The hypothesis of predator inhibition was supported by acute toxicity tests in which axenically grown flagellates were exposed to sterile filtrate obtained from the semi-continuous cultures (Fig. 3). When exposed to filtrate from bacteria-only cultures, the growth rate of flagellates consistently exceeded the rate of dilution prevalent in the semi-continuous cultures without a significant dependence on the phase of the experiment when the filtrate was harvested (Fig. 3A). When confronted with filtrate from co-cultures, however, flagellate growth rates showed the same statistically significant drop as in the semi-continuous culture from which the filtrate was obtained (Fig. 3B).

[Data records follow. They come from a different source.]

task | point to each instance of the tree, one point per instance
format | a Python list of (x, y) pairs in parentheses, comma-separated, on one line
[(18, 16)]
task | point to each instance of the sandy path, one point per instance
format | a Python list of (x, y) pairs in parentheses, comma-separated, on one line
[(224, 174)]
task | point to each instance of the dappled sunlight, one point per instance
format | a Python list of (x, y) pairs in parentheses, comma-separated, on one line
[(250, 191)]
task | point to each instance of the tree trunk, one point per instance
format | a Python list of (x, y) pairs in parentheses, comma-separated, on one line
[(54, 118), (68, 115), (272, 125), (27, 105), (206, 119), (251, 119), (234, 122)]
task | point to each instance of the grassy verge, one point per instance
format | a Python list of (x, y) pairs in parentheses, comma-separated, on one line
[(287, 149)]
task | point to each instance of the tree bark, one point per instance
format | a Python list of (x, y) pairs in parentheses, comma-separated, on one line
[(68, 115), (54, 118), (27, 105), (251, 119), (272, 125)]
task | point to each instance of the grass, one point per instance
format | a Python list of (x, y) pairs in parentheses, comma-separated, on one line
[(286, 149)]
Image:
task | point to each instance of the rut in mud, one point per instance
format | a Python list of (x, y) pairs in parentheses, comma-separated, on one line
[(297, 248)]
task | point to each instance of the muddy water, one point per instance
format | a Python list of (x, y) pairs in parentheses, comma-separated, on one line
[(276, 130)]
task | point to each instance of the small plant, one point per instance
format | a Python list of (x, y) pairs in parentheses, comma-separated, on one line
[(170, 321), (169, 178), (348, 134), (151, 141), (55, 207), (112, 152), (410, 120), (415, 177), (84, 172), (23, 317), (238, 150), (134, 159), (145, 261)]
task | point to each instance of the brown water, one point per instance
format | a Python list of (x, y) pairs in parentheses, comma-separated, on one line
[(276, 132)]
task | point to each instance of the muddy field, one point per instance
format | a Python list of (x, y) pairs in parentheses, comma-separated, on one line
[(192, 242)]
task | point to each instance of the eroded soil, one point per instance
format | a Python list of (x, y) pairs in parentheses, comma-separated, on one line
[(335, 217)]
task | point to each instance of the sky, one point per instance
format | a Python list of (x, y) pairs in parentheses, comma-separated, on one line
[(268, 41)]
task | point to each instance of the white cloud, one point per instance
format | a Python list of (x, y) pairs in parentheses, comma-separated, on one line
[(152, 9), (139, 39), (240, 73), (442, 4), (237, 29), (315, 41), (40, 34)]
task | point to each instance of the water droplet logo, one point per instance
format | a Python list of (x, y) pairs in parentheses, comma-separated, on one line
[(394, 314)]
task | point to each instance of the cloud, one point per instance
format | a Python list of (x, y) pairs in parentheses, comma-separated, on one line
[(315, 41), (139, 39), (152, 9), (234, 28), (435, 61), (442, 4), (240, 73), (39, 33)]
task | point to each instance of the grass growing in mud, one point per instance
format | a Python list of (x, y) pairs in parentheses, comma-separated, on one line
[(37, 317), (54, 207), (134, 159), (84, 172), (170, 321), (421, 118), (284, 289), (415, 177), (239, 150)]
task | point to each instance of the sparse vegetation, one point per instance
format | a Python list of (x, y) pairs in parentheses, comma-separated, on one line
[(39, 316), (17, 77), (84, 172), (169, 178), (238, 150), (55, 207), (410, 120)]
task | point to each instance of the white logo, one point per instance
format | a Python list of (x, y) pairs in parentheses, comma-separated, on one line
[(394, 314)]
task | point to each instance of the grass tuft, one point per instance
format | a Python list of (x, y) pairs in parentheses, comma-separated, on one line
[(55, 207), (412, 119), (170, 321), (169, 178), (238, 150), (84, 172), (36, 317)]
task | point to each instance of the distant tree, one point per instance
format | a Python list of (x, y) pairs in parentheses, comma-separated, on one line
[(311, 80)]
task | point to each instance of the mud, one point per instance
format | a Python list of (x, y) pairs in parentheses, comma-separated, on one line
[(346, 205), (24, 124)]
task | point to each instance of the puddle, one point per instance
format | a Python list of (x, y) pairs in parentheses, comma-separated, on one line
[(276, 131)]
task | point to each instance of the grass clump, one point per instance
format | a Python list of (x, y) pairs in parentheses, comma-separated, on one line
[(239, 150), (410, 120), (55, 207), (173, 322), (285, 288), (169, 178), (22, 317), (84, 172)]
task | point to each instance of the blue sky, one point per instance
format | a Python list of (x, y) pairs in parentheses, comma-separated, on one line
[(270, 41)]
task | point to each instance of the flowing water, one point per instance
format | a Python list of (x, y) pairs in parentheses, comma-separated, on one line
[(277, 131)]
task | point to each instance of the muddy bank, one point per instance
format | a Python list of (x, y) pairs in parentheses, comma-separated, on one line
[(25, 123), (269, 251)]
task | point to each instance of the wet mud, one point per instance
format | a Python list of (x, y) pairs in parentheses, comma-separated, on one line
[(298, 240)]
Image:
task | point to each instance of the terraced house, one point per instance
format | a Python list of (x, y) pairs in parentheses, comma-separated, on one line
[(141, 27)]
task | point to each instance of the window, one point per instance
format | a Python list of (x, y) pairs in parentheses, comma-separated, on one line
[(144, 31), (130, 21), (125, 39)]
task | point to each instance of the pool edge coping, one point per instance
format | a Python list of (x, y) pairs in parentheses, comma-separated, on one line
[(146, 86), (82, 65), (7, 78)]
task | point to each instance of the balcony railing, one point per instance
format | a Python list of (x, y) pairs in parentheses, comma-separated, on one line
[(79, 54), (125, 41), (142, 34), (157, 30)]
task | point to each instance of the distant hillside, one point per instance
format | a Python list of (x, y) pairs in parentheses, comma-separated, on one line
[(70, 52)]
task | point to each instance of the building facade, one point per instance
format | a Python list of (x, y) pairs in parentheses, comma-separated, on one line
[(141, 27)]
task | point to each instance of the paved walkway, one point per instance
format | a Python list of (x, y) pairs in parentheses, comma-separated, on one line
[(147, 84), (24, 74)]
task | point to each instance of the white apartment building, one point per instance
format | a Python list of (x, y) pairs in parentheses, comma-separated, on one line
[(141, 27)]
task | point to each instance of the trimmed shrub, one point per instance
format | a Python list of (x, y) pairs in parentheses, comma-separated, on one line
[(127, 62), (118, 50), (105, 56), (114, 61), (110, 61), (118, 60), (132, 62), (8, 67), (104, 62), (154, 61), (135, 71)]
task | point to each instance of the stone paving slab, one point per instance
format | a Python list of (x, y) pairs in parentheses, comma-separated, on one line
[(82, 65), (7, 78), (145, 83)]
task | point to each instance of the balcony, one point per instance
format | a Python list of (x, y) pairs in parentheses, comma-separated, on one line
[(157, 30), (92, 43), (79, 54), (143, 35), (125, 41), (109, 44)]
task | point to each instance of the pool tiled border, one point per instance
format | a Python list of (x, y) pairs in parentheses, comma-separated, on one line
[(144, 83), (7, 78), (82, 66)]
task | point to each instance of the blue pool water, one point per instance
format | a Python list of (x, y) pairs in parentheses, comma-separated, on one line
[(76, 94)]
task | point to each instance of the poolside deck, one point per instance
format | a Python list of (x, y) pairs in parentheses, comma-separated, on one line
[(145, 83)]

Growth rate constants of flagellates exposed to filtrate harvested from semi-continuous cultures during different phases of the experiment (cf. Fig. 1).

A Filtrate of bacteria-only cultures, B filtrate of bacteria-flagellate co-cultures. Statistical information refers to one-way ANOVA. In (B), growth rates under exposure to filtrate from the phase of the predators’ collapse (group 2) were significantly reduced compared to any other phase (p < 0.001); differences between groups 1, 3 and 4 were insignificant (Tukey’s HSD test).
Fig. 3

A Filtrate of bacteria-only cultures, B filtrate of bacteria-flagellate co-cultures. Statistical information refers to one-way ANOVA. In (B), growth rates under exposure to filtrate from the phase of the predators’ collapse (group 2) were significantly reduced compared to any other phase (p < 0.001); differences between groups 1, 3 and 4 were insignificant (Tukey’s HSD test).

Convergence to final steady-state

After a short period with only minor changes in species’ abundances around day 13–16 (Fig. 1A, C), a quick recovery of flagellates was observed with their replication apparently no longer being compromised. The resulting predation pressure on bacteria translated into a marked decline in their numbers similar to earlier observations (Fig. 1, light blue scenario, day 3–8). However, the further dynamics deviated substantially from the previously observed pattern. In particular, repeated significant declines in predator abundance and recovery of prey bacteria did not occur. The abundances of flagellates and single-celled bacteria rather remained almost constant, while a filamentous bacterial phenotype emerged in detectable numbers around day 20 (Fig. 1B, D). On day 25, the biovolume of this filamentous phenotype was already on par with the biovolume of the previously predominant single-celled phenotype (about 1.5 × 106 µm mL−1 each). In subsequent days, filaments clearly established as the predominant phenotype in terms of biovolume with some individuals reaching up to 200 µm in length (Fig. S2). Considering the size of the predator, even much shorter filaments exceeding a size of about 5 µm can safely be regarded as grazing resistant [39]. This applies to over 97% of the observed individuals (Fig. S2).

The observed dynamics during the second half of the experiment certainly pose several questions: Why after all did P. putida not fall back to the earlier defense strategy, which had proven to efficiently suppress predation and supported an exceptionally high bacterial biomass around days 8-16? Was filamentation just an alternative induced defense?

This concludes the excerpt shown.